Mortgage Daily

Published On: June 17, 2005

Residential mortgage fraud continues to plague the industry, according to a report from the Mortgage Asset Research Institute, but much of it is not being reported. And recently made subprime loans with serious defaults, which usually involve some sort of misrepresentation, are raising flags in states not traditionally known for high rates of fraud.

Among the findings from the recently released 2004 Periodic Report on Mortgage Fraud is that the Midwest is becoming a concern and fraud seems to be shifting from the larger metropolitan areas to cities of more moderate size.

Application fraud continued to be most common type, but tax and financial statement fraud have gained popularity, according to the data, which reportedly contain 10 years’ worth of alleged incidents reported by major mortgage lenders, agencies and insurers.

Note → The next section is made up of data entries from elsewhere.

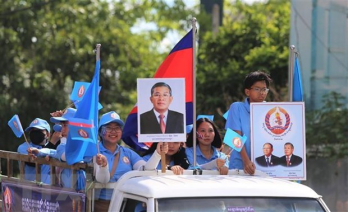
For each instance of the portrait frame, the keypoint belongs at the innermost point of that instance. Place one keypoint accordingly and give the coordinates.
(279, 123)
(178, 105)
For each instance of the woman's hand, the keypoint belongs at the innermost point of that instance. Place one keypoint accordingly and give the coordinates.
(220, 162)
(249, 167)
(101, 160)
(177, 170)
(223, 170)
(162, 147)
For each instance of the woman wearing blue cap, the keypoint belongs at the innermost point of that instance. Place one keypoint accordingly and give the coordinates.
(115, 160)
(208, 144)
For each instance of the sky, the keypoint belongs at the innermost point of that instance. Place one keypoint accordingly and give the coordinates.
(172, 37)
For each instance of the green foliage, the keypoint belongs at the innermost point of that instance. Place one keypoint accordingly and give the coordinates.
(47, 45)
(253, 37)
(328, 126)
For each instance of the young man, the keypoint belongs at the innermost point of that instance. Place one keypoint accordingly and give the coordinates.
(160, 119)
(255, 88)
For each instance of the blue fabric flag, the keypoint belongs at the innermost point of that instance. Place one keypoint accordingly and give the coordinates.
(234, 140)
(77, 149)
(225, 115)
(297, 93)
(79, 91)
(210, 117)
(16, 126)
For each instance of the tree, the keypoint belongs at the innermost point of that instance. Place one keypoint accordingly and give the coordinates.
(253, 37)
(47, 45)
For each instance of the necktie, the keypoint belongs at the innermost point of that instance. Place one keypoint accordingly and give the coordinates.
(162, 124)
(287, 161)
(267, 161)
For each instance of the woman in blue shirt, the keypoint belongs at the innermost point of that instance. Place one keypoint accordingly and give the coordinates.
(115, 160)
(208, 141)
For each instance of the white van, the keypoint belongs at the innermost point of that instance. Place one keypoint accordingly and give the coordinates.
(153, 191)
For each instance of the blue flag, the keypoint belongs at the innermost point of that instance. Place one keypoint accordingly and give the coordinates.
(76, 149)
(16, 126)
(234, 140)
(79, 91)
(297, 93)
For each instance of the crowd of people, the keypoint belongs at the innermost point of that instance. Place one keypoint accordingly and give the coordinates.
(114, 160)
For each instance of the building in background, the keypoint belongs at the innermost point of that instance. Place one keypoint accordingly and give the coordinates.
(319, 31)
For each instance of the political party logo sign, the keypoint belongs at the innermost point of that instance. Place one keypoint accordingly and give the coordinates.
(277, 120)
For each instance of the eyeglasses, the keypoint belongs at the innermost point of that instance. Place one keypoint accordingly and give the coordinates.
(158, 95)
(260, 90)
(110, 129)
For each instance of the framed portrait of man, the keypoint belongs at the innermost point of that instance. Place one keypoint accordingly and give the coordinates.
(161, 110)
(278, 139)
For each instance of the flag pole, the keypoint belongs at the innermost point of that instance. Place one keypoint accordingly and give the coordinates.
(97, 52)
(291, 71)
(194, 130)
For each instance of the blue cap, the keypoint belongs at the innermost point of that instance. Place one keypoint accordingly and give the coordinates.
(69, 113)
(210, 117)
(39, 124)
(57, 128)
(110, 117)
(189, 128)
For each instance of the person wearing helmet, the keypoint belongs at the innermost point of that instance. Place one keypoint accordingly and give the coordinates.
(39, 133)
(115, 160)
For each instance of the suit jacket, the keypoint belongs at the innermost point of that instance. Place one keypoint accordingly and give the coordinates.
(149, 123)
(262, 161)
(294, 160)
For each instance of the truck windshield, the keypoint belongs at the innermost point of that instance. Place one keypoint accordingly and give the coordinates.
(241, 204)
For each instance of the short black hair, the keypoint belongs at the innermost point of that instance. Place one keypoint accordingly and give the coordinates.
(268, 144)
(288, 143)
(161, 84)
(217, 142)
(256, 76)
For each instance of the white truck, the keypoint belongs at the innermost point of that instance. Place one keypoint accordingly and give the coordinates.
(154, 191)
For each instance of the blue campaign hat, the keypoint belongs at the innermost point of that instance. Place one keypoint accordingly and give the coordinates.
(57, 128)
(110, 117)
(210, 117)
(189, 128)
(68, 114)
(39, 124)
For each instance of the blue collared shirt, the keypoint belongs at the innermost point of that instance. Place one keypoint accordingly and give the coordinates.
(126, 161)
(30, 170)
(201, 159)
(239, 119)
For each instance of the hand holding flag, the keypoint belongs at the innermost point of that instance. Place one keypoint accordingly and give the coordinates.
(234, 140)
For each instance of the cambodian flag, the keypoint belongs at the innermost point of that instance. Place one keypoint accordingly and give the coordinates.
(16, 126)
(234, 140)
(178, 64)
(76, 149)
(297, 93)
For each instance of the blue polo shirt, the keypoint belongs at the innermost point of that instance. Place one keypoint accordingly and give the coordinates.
(29, 171)
(66, 174)
(147, 157)
(125, 164)
(201, 159)
(239, 119)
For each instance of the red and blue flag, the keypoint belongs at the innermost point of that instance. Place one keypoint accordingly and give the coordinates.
(178, 64)
(16, 126)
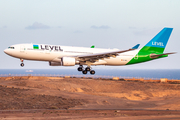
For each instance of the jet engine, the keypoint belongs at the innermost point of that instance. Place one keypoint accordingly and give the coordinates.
(68, 61)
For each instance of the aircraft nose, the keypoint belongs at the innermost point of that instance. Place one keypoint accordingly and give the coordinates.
(6, 51)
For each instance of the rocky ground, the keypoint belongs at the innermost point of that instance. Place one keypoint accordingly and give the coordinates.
(79, 98)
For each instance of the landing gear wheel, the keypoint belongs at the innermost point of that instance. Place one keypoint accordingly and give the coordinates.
(84, 72)
(92, 72)
(80, 69)
(22, 64)
(88, 68)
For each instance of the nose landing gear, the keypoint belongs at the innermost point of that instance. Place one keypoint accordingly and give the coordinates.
(84, 71)
(22, 64)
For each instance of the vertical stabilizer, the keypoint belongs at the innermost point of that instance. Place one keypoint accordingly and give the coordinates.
(158, 43)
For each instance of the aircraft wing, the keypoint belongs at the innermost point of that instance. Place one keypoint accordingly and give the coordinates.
(94, 57)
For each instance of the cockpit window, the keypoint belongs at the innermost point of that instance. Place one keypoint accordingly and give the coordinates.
(10, 47)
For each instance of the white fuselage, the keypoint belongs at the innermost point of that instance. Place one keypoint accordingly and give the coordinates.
(54, 53)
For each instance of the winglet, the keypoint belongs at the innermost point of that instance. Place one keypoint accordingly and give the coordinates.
(136, 46)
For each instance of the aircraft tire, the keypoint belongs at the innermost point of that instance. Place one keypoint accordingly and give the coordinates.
(92, 72)
(88, 68)
(84, 72)
(22, 64)
(80, 69)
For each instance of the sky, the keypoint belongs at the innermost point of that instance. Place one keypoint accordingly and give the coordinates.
(104, 23)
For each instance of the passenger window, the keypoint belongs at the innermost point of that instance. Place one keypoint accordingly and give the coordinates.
(10, 47)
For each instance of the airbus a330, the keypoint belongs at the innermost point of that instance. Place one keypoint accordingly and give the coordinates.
(58, 55)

And a reported drop in appraisal fraud can be tied to an increase in the use of automated valuation models.

While California had traditionally been one of the top fraud states, its current average of reported incidents is below the national average — likely masked by high real estate appreciation, MARI said.

Potential borrowers in hot real estate markets like those in the Golden State feel pressure to get into a home before they become unaffordable and therefore tend to misrepresent their circumstances, according to the report.

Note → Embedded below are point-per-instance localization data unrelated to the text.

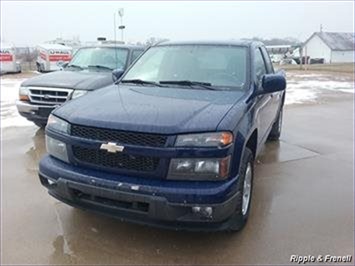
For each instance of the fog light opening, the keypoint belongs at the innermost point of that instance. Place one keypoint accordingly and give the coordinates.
(205, 212)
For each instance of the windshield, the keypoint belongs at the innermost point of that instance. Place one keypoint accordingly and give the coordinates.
(104, 57)
(217, 65)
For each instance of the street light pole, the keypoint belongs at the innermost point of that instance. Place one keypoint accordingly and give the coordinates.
(121, 27)
(114, 27)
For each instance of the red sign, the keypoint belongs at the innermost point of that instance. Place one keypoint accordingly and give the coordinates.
(43, 56)
(6, 57)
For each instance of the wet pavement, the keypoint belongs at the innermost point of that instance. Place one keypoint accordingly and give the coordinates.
(303, 204)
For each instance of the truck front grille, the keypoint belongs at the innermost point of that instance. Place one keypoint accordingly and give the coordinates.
(121, 137)
(50, 96)
(115, 160)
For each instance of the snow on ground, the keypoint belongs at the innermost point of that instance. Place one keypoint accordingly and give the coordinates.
(9, 94)
(302, 88)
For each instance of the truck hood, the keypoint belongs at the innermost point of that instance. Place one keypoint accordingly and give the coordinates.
(150, 109)
(82, 80)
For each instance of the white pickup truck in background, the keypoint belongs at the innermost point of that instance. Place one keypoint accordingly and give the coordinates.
(52, 56)
(8, 62)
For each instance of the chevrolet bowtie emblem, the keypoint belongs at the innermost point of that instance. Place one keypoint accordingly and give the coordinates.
(111, 147)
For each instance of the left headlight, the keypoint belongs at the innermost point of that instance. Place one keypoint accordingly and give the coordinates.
(57, 149)
(56, 124)
(78, 93)
(208, 169)
(212, 139)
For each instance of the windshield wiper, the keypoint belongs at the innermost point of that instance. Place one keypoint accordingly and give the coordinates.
(75, 66)
(205, 85)
(101, 67)
(140, 81)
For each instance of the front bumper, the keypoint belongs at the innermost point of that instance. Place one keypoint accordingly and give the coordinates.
(145, 204)
(35, 113)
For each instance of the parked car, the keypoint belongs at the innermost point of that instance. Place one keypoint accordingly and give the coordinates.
(90, 69)
(173, 142)
(8, 62)
(52, 56)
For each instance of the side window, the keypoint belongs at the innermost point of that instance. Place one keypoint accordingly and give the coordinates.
(270, 68)
(259, 65)
(135, 54)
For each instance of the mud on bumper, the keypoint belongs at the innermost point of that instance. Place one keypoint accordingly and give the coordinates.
(141, 209)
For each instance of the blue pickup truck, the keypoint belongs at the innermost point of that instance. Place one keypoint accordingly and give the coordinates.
(173, 142)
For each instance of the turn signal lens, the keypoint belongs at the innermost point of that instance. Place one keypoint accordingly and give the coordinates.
(24, 98)
(213, 139)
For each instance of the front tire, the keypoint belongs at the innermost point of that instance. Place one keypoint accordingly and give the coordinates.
(245, 189)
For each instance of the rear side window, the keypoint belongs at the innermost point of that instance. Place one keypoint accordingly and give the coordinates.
(259, 66)
(135, 54)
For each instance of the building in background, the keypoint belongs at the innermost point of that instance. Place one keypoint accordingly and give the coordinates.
(332, 47)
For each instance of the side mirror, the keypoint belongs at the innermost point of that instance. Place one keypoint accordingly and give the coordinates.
(63, 65)
(116, 74)
(273, 82)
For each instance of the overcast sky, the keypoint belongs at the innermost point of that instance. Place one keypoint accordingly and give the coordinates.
(30, 23)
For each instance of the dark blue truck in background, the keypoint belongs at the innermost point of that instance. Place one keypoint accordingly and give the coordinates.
(173, 142)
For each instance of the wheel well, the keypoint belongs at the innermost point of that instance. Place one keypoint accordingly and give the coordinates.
(252, 142)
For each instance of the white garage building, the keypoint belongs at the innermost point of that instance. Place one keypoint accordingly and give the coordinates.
(333, 47)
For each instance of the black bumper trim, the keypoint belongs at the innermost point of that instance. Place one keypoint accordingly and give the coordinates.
(140, 208)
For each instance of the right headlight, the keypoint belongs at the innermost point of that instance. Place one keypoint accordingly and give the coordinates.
(23, 94)
(56, 124)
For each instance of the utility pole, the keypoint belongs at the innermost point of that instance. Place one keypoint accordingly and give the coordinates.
(121, 27)
(114, 27)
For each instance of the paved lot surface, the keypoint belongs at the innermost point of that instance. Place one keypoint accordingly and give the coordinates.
(303, 203)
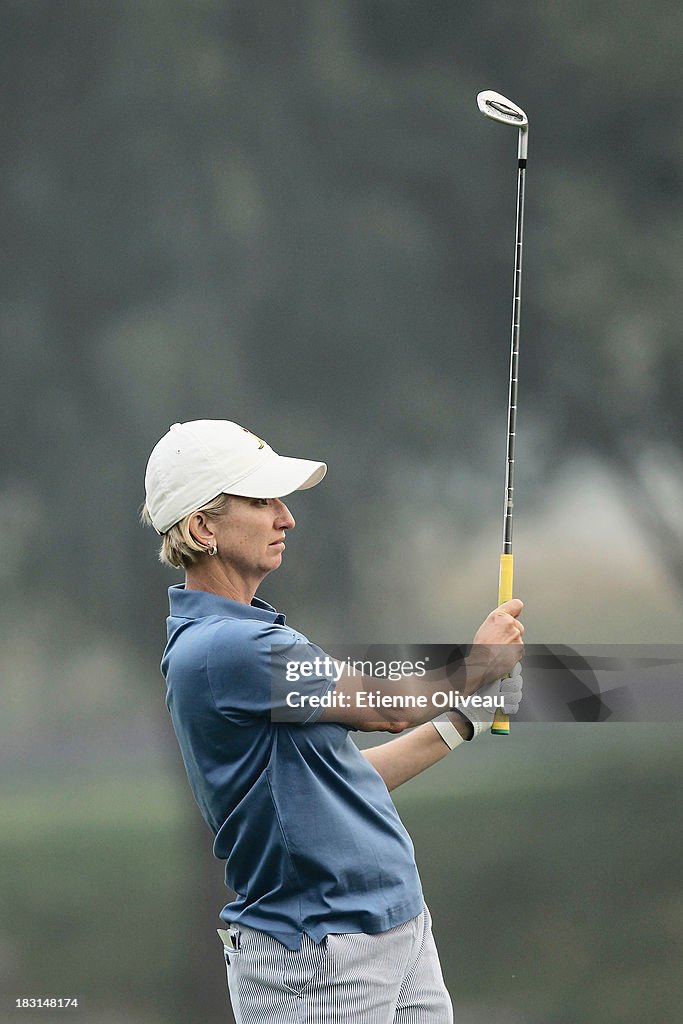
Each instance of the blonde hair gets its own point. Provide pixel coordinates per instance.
(178, 548)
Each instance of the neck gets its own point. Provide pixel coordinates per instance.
(211, 574)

For example, multiple families might purchase a home together, but make the loan application in the name of the family with the best credit record and highest credit score, and the “income” shown is the pooled income of all the families. Although such cases represent “fraud for housing,” mortgage records often show timely payments and lenders debate whether to report the applications as “fraudulent.”

For the second consecutive year, Georgia remained the top fraud state with the highest rate of reported fraud by both prime and subprime lenders during the prior four-year period, according to the report — which was prepared for the National Home Equity Mortgage Association. And even though the rate for the Sooner State was almost three times the national average, given the level of Oklahoma originations, South Carolina came in second with the rate of reported fraud about 2.5 times higher than the national average. Next was Florida, followed by Utah, North Carolina, Missouri, Nevada, Texas, Illinois and Michigan.

Florida came in behind Georgia for the highest level of subprime mortgage fraud, according to MARI. When fraud was broken out for subprime lending, Georgia was followed by South Carolina, Nevada, Utah and Michigan — all of which have appeared regularly as problem areas in the past. North Carolina placed 10th.

But South Carolina’s fraud score drops significantly in the subprime category, MARI noted, and three new states in the top 10 seem to have growing subprime fraud problems: New York, Arizona and Mississippi.

While Serious Early Defaults — loans that become delinquent by more than 90 days or go into foreclosure in the first six to 18 months — do not necessarily involve fraud, they usually contain some form of misrepresentation and should not have been made.

Subprime serious early defaults were highest in Oklahoma, Mississippi and Ohio, which have defaults at more than twice the national average, MARI said.